Architecture of the TDStore Distributed Storage Engine
TDStore is the storage engine that powers TDSQL Boundless. It is a distributed storage engine built upon RocksDB. By incorporating a data sharding module and a distributed transaction module in its upper layers, and integrating Raft consensus protocol module in its lower layer, TDStore transforms a single-machine RocksDB into a distributed KV storage engine. This architecture delivers high scalability, high availability, distributed transactions, automatic data balancing scheduling, strong consistency across multiple replicas.
Single-Machine KV Storage Engine (RocksDB)
Receive KV requests passed from the computing layer.
Stores data using a Log-Structured Merge-Tree (LSM-Tree) structure.
Logical Data Sharding
Supports scheduling and migration by data shard.
Implements flexible scheduling of data across nodes in the cluster.
Distributed Transaction
Maintains participant context and transaction states for distributed transactions across various data shards.
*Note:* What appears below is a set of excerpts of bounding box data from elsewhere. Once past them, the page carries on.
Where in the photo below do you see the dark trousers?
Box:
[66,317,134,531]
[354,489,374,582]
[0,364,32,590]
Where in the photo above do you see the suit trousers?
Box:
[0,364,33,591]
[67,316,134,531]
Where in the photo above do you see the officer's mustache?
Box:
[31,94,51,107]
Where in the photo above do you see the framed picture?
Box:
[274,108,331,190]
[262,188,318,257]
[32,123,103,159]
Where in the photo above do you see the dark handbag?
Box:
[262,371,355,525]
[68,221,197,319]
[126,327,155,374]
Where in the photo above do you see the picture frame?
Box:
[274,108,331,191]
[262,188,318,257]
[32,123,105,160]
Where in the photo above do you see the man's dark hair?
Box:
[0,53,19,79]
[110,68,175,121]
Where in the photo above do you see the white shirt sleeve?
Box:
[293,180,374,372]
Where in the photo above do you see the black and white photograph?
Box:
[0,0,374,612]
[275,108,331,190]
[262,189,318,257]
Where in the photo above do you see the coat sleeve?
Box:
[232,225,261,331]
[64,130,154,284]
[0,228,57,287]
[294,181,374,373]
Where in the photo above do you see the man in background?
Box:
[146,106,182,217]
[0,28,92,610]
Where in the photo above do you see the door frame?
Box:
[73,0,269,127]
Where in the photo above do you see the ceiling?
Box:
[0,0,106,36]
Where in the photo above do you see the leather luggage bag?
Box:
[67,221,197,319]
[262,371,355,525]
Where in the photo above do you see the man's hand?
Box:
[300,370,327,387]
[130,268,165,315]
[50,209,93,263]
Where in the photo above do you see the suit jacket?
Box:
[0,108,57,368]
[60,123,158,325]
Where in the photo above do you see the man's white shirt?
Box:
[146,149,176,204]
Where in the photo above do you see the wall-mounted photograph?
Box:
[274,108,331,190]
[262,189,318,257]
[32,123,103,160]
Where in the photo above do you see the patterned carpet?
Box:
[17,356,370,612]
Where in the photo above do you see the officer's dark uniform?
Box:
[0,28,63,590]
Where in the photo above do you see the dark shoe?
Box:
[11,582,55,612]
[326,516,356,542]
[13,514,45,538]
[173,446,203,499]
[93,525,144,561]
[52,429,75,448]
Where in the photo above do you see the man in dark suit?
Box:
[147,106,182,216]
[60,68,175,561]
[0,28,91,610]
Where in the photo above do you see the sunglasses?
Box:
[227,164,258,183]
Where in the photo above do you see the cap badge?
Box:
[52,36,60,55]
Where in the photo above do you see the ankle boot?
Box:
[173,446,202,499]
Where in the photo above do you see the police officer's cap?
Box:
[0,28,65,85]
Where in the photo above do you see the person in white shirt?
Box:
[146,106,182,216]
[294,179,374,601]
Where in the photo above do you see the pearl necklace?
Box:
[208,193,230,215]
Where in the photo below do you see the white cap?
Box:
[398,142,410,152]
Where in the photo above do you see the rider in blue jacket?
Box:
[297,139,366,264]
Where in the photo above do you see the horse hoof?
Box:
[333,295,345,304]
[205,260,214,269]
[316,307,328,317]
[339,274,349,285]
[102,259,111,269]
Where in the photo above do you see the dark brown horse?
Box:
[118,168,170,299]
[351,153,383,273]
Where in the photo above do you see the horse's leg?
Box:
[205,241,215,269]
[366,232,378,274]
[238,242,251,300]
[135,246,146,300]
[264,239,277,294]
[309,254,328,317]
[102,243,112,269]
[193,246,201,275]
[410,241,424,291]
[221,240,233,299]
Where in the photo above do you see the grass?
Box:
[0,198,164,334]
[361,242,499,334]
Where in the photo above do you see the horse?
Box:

Supports scheduling co-location related data onto the same data shard. This strategy converts most of the distributed transactions into non-distributed transactions, thereby improving overall transaction performance.
Multi-Replica Disaster Recovery Layer (Multi-Raft)
Creates multiple replicas for each data shard across different TDStore nodes, with each shard and its replicas forming a Raft Group.
Each data shard is synchronized as an independent log stream.
Low-Cost Mass Storage
The TDStore storage layer leverages an LSM-Tree and SSTable architecture to store and manage data. This design achieves a very high compression ratio, significantly reducing storage costs for massive datasets. A single instance can support petabyte-scale (PB-scale) storage.